かつて一世を風靡した米デジタルメディア「バズフィード」が、創業から約20年で経営危機に直面している。アルゴリズムによるニュース配信の先駆けとして時価総額は一時17億ドルに達したが、現在は3000万ドル未満に急落。ナスダックから上場廃止の警告したを受ける事態となった。短編動画の台頭と、起死回生を狙ったAI戦略の失敗が同社を窮地に追い込んでいる。

アルゴリズムとバイラルコンテンツで急成長

バズフィードは2006年、ジョナ・ペレッティ氏によって設立された。同氏は2005年に共同で立ち上げた「ハフポスト」の成功後、バズフィードの事業を本格化。編集部ではなく、アルゴリズム「BuzzBot」がインターネット上の話題を収集・配信する仕組みを構築した。

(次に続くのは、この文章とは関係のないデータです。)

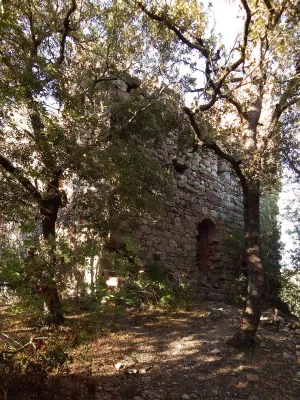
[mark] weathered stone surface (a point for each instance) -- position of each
(191, 237)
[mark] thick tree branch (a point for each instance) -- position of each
(18, 174)
(212, 145)
(66, 32)
(199, 46)
(205, 51)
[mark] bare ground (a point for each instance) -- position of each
(170, 355)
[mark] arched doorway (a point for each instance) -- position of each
(207, 240)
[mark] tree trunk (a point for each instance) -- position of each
(245, 337)
(49, 209)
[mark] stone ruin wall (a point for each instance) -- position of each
(194, 236)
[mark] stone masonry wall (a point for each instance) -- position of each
(195, 236)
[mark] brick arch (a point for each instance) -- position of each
(207, 240)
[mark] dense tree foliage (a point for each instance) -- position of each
(73, 122)
(257, 83)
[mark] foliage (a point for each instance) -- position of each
(290, 290)
(138, 285)
(29, 365)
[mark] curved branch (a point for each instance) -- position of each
(212, 145)
(18, 174)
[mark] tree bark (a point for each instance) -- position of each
(49, 209)
(245, 337)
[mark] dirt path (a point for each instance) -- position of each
(178, 356)
(171, 356)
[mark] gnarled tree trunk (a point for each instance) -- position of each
(49, 209)
(245, 337)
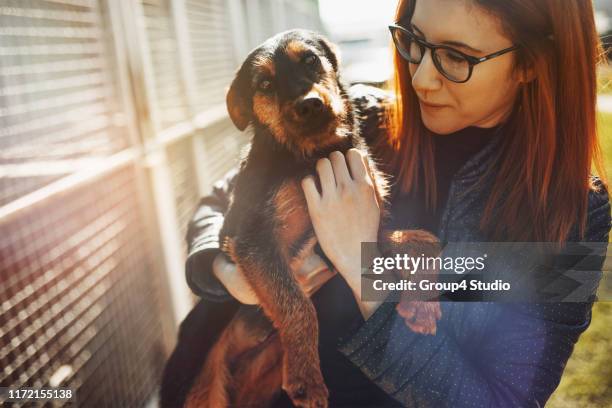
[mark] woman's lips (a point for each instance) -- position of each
(431, 105)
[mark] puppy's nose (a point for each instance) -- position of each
(310, 106)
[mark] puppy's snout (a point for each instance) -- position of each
(309, 107)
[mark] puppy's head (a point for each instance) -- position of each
(290, 85)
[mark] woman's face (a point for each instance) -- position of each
(487, 98)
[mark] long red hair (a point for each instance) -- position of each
(542, 183)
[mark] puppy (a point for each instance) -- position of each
(289, 91)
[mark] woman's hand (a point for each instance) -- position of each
(313, 273)
(346, 212)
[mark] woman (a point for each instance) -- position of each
(481, 149)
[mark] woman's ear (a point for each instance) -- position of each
(238, 106)
(526, 75)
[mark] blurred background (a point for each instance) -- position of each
(112, 125)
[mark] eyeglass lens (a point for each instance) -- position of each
(450, 63)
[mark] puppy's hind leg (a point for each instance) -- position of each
(210, 388)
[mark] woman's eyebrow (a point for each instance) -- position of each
(453, 43)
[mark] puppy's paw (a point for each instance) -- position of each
(305, 386)
(420, 316)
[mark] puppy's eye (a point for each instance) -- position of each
(310, 59)
(265, 85)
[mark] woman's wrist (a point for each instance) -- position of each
(350, 269)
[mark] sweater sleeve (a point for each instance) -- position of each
(203, 240)
(484, 354)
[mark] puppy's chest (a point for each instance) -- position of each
(290, 211)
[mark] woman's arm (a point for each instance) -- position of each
(203, 241)
(483, 354)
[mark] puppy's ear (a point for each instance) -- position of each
(238, 106)
(331, 51)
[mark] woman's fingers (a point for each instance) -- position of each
(340, 168)
(326, 176)
(310, 190)
(356, 164)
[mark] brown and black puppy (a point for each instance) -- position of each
(289, 91)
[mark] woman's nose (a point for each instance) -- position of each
(426, 77)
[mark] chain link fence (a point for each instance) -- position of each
(112, 125)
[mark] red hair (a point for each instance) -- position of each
(543, 179)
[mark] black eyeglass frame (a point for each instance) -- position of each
(472, 61)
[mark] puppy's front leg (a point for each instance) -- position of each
(291, 313)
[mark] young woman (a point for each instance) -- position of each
(490, 136)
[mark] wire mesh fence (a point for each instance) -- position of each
(112, 125)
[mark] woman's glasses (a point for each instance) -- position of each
(453, 64)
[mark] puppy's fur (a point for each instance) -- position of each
(289, 91)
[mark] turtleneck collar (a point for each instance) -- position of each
(464, 153)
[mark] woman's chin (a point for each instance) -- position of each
(438, 126)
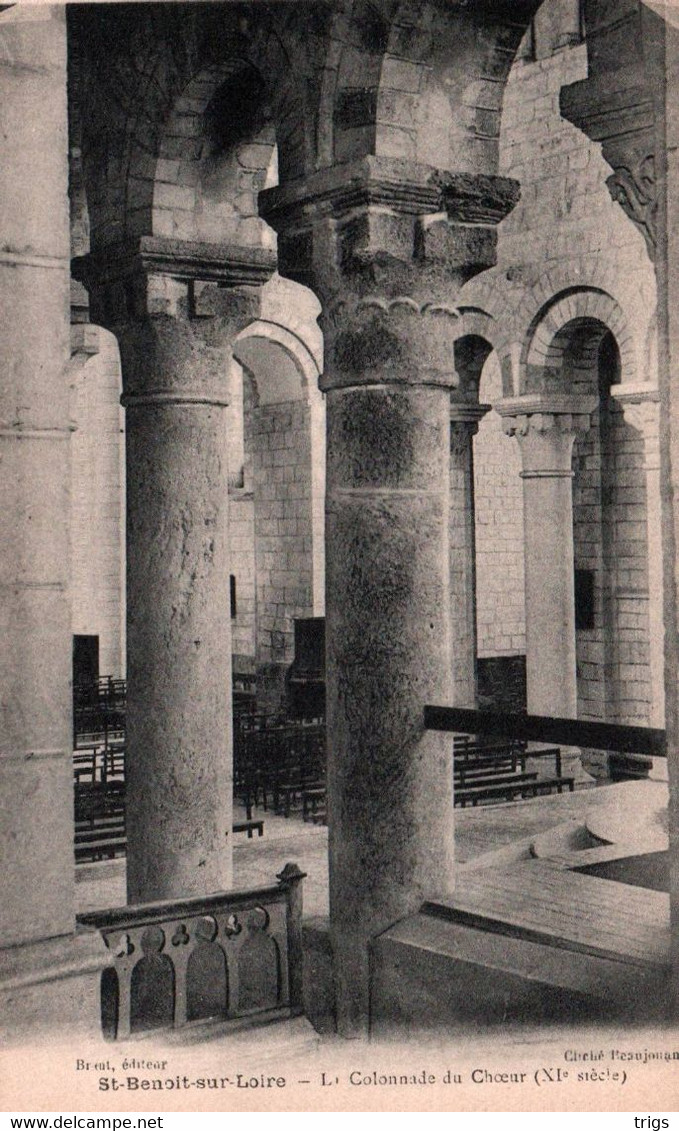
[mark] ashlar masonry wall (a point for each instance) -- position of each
(498, 508)
(97, 495)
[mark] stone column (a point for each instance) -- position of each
(389, 328)
(183, 305)
(641, 405)
(546, 428)
(48, 974)
(464, 425)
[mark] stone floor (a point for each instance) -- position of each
(478, 831)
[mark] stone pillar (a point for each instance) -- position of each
(48, 974)
(546, 428)
(183, 305)
(351, 234)
(464, 425)
(641, 405)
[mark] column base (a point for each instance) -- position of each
(51, 987)
(573, 765)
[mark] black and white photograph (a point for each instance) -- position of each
(340, 555)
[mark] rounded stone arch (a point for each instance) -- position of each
(216, 149)
(163, 70)
(281, 363)
(389, 86)
(551, 330)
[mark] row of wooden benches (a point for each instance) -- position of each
(486, 771)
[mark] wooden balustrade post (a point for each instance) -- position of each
(291, 879)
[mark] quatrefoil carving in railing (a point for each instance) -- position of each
(153, 940)
(206, 929)
(258, 920)
(232, 926)
(123, 947)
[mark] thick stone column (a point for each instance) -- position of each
(48, 975)
(175, 350)
(641, 405)
(371, 242)
(464, 425)
(546, 428)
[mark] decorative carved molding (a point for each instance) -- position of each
(181, 259)
(636, 191)
(411, 189)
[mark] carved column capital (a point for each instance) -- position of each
(641, 406)
(174, 308)
(546, 428)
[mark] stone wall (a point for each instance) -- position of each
(241, 531)
(277, 440)
(498, 506)
(97, 495)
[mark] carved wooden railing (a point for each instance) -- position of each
(218, 958)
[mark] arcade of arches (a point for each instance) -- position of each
(372, 308)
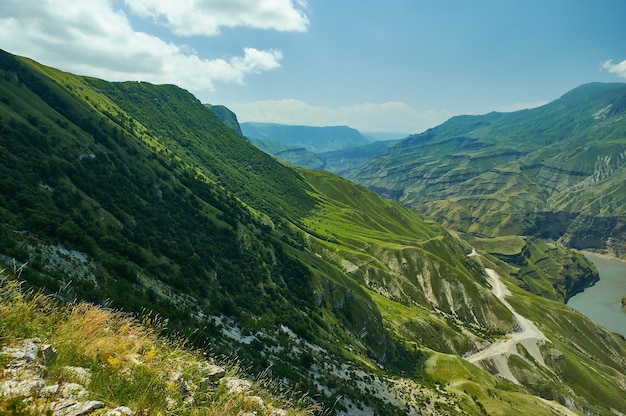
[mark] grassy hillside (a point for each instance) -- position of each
(136, 196)
(116, 360)
(556, 171)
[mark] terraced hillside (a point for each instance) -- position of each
(136, 196)
(557, 171)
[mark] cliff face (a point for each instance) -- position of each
(137, 196)
(557, 171)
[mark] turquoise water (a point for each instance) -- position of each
(601, 302)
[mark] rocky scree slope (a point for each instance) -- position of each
(149, 201)
(556, 172)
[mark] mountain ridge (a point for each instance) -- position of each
(554, 171)
(363, 302)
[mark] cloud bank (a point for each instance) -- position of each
(206, 17)
(367, 117)
(618, 69)
(92, 37)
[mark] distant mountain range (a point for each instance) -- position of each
(329, 148)
(137, 196)
(557, 171)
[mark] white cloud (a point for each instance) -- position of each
(618, 69)
(366, 117)
(206, 17)
(507, 108)
(90, 37)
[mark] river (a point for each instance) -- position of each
(602, 301)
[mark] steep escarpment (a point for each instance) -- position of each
(555, 171)
(136, 196)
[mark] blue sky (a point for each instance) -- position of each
(394, 65)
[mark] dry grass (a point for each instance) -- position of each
(131, 362)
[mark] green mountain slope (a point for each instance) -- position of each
(556, 171)
(138, 197)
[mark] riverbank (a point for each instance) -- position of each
(602, 302)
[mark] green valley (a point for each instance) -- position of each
(138, 197)
(555, 172)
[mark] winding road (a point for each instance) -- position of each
(526, 334)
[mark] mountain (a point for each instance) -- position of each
(557, 171)
(138, 197)
(313, 139)
(337, 161)
(226, 116)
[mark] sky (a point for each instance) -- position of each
(379, 66)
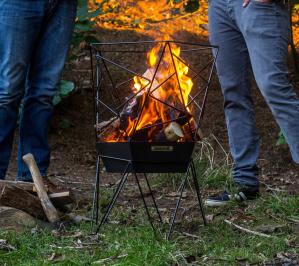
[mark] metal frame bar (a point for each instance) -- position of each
(97, 81)
(190, 171)
(164, 44)
(116, 194)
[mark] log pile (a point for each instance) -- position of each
(33, 200)
(23, 196)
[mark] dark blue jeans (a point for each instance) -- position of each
(253, 37)
(34, 39)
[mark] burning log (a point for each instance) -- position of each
(108, 128)
(173, 132)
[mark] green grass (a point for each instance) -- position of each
(131, 241)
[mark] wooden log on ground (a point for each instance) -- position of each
(28, 186)
(12, 196)
(60, 199)
(17, 220)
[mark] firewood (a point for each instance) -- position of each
(111, 122)
(173, 132)
(12, 196)
(107, 129)
(17, 220)
(28, 186)
(60, 199)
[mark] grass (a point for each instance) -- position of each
(131, 241)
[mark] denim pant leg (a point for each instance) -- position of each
(19, 24)
(42, 82)
(233, 69)
(266, 30)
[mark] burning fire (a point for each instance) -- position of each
(157, 107)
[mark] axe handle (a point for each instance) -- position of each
(41, 190)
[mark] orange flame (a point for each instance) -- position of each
(164, 85)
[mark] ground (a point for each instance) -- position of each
(128, 239)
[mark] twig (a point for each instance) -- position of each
(109, 259)
(190, 235)
(66, 247)
(246, 230)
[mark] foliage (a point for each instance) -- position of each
(65, 88)
(281, 139)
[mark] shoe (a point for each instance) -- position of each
(223, 198)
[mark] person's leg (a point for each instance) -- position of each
(266, 30)
(42, 81)
(19, 23)
(233, 69)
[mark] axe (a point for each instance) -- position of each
(49, 209)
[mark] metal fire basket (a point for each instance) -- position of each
(128, 79)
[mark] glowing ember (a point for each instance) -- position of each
(158, 100)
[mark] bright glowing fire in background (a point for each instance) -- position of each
(157, 17)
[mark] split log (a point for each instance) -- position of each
(173, 132)
(107, 129)
(28, 186)
(60, 199)
(12, 196)
(17, 220)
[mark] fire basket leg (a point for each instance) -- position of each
(95, 209)
(197, 189)
(144, 202)
(153, 198)
(115, 196)
(182, 188)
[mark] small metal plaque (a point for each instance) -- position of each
(162, 148)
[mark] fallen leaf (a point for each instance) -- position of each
(56, 257)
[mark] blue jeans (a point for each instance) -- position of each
(255, 37)
(34, 41)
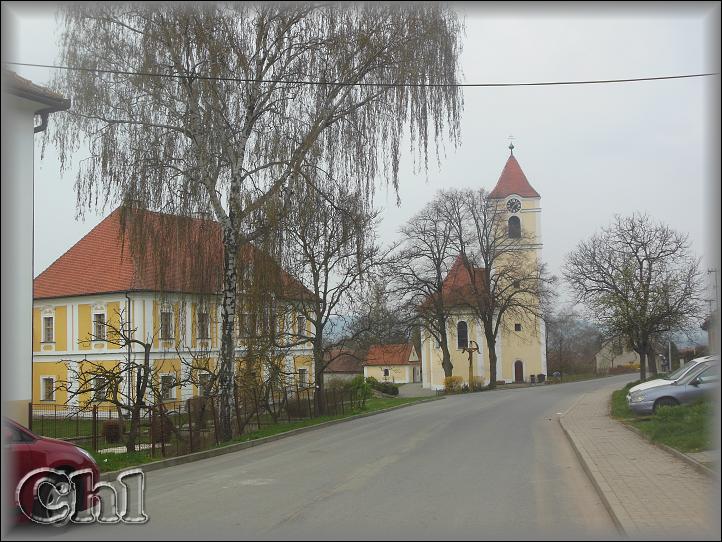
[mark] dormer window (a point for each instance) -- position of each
(166, 323)
(203, 324)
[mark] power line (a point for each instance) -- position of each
(360, 84)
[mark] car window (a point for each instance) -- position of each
(709, 375)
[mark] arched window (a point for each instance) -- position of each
(462, 335)
(514, 227)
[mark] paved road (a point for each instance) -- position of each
(485, 465)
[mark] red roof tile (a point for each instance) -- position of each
(103, 261)
(343, 361)
(390, 354)
(513, 181)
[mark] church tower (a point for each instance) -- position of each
(522, 202)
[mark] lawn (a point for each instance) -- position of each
(687, 428)
(112, 462)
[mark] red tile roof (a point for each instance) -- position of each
(513, 181)
(390, 354)
(343, 361)
(457, 289)
(191, 254)
(25, 88)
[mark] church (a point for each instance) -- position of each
(520, 346)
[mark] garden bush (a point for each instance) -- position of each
(112, 431)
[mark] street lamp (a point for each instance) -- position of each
(470, 350)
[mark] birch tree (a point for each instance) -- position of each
(215, 108)
(637, 280)
(425, 256)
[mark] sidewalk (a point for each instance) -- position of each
(648, 492)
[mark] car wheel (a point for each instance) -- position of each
(665, 401)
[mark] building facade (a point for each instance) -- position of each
(520, 345)
(95, 289)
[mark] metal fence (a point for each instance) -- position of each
(172, 428)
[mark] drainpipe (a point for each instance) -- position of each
(130, 375)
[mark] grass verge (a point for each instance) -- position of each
(113, 462)
(687, 428)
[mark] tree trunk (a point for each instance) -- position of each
(491, 342)
(318, 362)
(642, 363)
(228, 313)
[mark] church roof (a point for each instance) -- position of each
(457, 289)
(513, 181)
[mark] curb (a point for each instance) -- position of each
(587, 469)
(699, 467)
(214, 452)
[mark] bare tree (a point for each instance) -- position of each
(506, 281)
(425, 255)
(637, 280)
(93, 382)
(216, 108)
(335, 255)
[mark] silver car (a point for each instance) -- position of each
(693, 385)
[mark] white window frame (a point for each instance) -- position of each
(173, 389)
(51, 315)
(166, 309)
(207, 313)
(96, 336)
(43, 378)
(301, 329)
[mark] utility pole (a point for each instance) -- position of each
(716, 291)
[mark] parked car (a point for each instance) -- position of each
(701, 381)
(27, 452)
(674, 376)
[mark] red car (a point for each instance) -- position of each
(27, 452)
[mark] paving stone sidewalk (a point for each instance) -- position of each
(648, 492)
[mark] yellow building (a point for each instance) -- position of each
(97, 286)
(520, 346)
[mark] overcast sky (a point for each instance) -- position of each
(591, 151)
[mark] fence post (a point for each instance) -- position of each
(285, 396)
(152, 435)
(215, 421)
(95, 428)
(162, 429)
(255, 404)
(190, 424)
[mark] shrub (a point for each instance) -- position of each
(453, 384)
(112, 431)
(361, 388)
(161, 428)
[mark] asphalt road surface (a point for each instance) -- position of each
(483, 465)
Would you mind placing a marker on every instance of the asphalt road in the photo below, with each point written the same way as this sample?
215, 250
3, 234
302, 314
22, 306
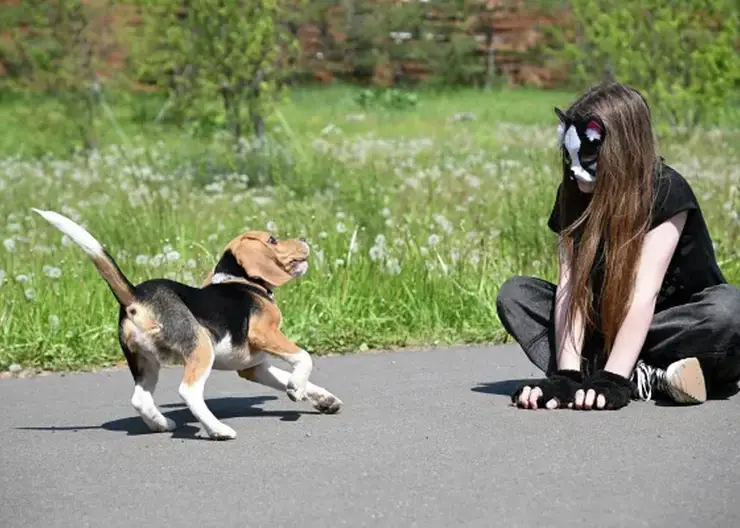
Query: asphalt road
426, 438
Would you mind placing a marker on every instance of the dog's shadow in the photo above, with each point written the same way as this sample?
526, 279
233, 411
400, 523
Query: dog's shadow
501, 388
187, 426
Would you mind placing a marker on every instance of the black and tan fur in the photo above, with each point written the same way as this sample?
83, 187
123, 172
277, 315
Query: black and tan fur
230, 323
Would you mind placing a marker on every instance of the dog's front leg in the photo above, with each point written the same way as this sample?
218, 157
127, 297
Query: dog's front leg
274, 342
322, 400
198, 364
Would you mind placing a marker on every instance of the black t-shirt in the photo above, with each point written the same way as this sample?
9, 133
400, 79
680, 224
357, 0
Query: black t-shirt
694, 265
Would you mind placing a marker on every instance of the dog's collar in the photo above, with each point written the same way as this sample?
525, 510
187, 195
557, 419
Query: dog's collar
259, 283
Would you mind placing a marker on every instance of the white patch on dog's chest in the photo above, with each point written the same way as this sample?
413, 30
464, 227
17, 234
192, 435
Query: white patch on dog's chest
229, 357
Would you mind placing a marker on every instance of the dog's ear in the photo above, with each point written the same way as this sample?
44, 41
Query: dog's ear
259, 261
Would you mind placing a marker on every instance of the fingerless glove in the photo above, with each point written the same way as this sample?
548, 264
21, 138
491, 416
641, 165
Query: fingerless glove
560, 385
615, 389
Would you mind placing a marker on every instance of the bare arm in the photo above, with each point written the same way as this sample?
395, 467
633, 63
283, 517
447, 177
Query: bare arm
657, 251
569, 341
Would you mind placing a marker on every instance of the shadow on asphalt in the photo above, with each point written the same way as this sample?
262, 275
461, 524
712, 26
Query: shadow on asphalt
503, 387
223, 408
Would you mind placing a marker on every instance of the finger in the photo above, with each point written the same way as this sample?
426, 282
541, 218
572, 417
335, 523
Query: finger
590, 397
579, 398
524, 397
534, 396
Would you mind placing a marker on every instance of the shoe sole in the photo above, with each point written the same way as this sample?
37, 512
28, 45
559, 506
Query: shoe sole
686, 381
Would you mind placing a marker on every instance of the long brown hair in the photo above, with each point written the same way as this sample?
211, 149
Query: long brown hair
616, 217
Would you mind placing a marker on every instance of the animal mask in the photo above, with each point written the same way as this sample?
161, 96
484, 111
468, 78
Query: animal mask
581, 139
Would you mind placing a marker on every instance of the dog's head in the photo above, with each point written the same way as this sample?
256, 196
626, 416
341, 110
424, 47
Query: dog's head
258, 255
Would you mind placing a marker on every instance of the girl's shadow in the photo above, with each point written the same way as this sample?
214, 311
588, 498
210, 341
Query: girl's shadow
502, 388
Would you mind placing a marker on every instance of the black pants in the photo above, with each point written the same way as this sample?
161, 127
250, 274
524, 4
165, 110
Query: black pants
707, 327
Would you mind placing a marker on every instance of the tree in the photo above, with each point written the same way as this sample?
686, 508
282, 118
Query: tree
682, 53
59, 49
223, 62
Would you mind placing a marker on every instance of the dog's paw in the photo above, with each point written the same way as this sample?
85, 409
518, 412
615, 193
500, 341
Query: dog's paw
294, 392
325, 402
160, 424
222, 432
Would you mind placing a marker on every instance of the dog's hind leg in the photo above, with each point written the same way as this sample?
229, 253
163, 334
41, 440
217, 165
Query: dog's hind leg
265, 374
143, 398
198, 364
145, 371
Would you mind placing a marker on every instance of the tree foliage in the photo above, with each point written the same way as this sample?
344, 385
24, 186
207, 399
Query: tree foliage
683, 54
223, 62
58, 48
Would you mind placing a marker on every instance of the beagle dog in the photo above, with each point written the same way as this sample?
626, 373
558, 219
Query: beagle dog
230, 323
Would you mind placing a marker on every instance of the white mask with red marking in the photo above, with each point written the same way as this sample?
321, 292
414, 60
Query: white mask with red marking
581, 139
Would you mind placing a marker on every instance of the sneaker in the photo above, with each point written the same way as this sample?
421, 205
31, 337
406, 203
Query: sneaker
682, 381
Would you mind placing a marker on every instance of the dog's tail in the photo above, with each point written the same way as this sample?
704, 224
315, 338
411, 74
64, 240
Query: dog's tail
117, 281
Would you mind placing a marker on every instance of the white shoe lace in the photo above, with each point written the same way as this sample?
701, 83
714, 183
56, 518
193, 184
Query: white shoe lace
649, 378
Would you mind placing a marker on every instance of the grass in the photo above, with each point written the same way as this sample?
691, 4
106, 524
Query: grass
415, 219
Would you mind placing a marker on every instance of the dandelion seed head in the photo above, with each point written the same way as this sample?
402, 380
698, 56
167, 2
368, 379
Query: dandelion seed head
52, 272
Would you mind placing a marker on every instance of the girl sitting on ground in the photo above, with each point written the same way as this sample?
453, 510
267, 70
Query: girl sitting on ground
641, 307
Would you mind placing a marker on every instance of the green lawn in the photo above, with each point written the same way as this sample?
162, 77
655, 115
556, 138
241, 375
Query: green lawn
415, 219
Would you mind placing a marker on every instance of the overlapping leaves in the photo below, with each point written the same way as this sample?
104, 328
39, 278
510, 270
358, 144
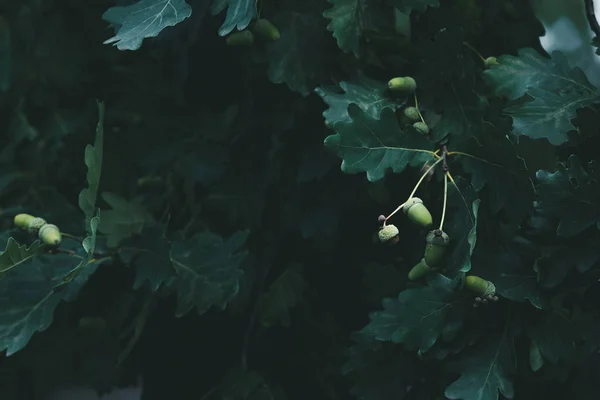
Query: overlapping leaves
554, 92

これは中国のニュースアグリゲーター『今日頭条(Toutiao)』の原型とも言われる画期的な試みであった。

「な理由10選」といった「リスト記事」や性格診断、世界的な論争を巻き起こしたドレスの写真など、口コミで爆発的に広がるコンテンツを次々と創出。若者を中心に絶大な支持を獲得し、月間アクティブユーザー数(MAU)はピーク時に3億人を超え、デジタルメディアの寵児となった。

SPAC上場が転落の引き金に

その勢いを背景に、バズフィードはNBCユニバーサルや著名ベンチャーキャピタルのアンドリーセン・ホロウィッツ(a16z)などから累計4億ドル以上を調達。2017年時点で企業価値は15億ドルと評価された。2021年には特別買収目的会社(SPAC)との合併を通じてナスダックに上場し、時価総額は一時17億ドルを突破。創業者ペレッティ氏にとって絶頂期となった。

しかし、この上場が転落の始まりとなった。同社は以前から赤字経営が続いており、上場に際し、投資家の94%が資金を引き揚げる異例の事態が発生。IPOで調達できた資金はわずか1600万ドルにとどまり、経営基盤の脆弱さが露呈した。

TikTokの台頭とAI戦略の失敗

最大の打撃は、外部環境の激変であった。2022年頃からTikTokに代表される短編動画が世界の若者の時間を席巻。インターネットのトラフィックが大幅に奪われ、広告収入を収益の柱としていたバズフィードのビジネスモデルは根底から揺らいだ。

窮地に立たされた同社は、コスト削減とコンテンツ量産を狙い、AIによる記事生成を本格導入。しかし、これが裏目に出た。AIが生成した低品質な記事は読者の信頼を損ない、ブランド価値を大きく毀損。起死回生の一手であったはずのAIが、むしろ無落を加速させたと、米メディア各社は報じている。この事例は、AI時代のメディアがいかに危うい均衡の上に成り立っているかを示すものだ。

日本企業への示唆

米バズフィードの事例は、中国市場で事業展開する日本企業に対し、AI活用のリスクと機会を明確に示唆する。まず、短編動画プラットフォーム「TikTok」の台頭がバズフィードの広告収入を大きく奪ったように、中国でも「抖音(Douyin)」などの短編動画が若年層の時間を支配している。日本のコンテンツ企業や広告代理店は、中国市場における短編動画の圧倒的影響力を過小評価せず、従来のデジタル広告モデルに固執しない戦略が求められる。

次に、バズフィードがAI生成記事によってブランド価値を毀損した事実は、中国でAI導入を進める日本企業にとって重要な教訓となる。特に、中国では「今日頭条(Toutiao)」のようにアルゴリズムによるコンテンツ配信が普及しており、AIを活用した記事生成やレコメンド機能への期待は高い。しかし、バズフィードの時価総額がピーク時の17億ドルから3000万ドル未満に急落した原因の一つがAIによる低品質なコンテンツであったように、日本企業が中国でAIを活用する際は、コンテンツの質と信頼性を最優先し、安易な量産に走るべきではない。例えば、中国の消費者向けサービスにおいてAIチャットボットを導入する際も、誤情報や不適切な表現を避けるための厳格な品質管理体制が不可欠となる。AIはコスト削減の手段だけでなく、ブランド価値を毀損するリスクも孕むことを認識すべきだ。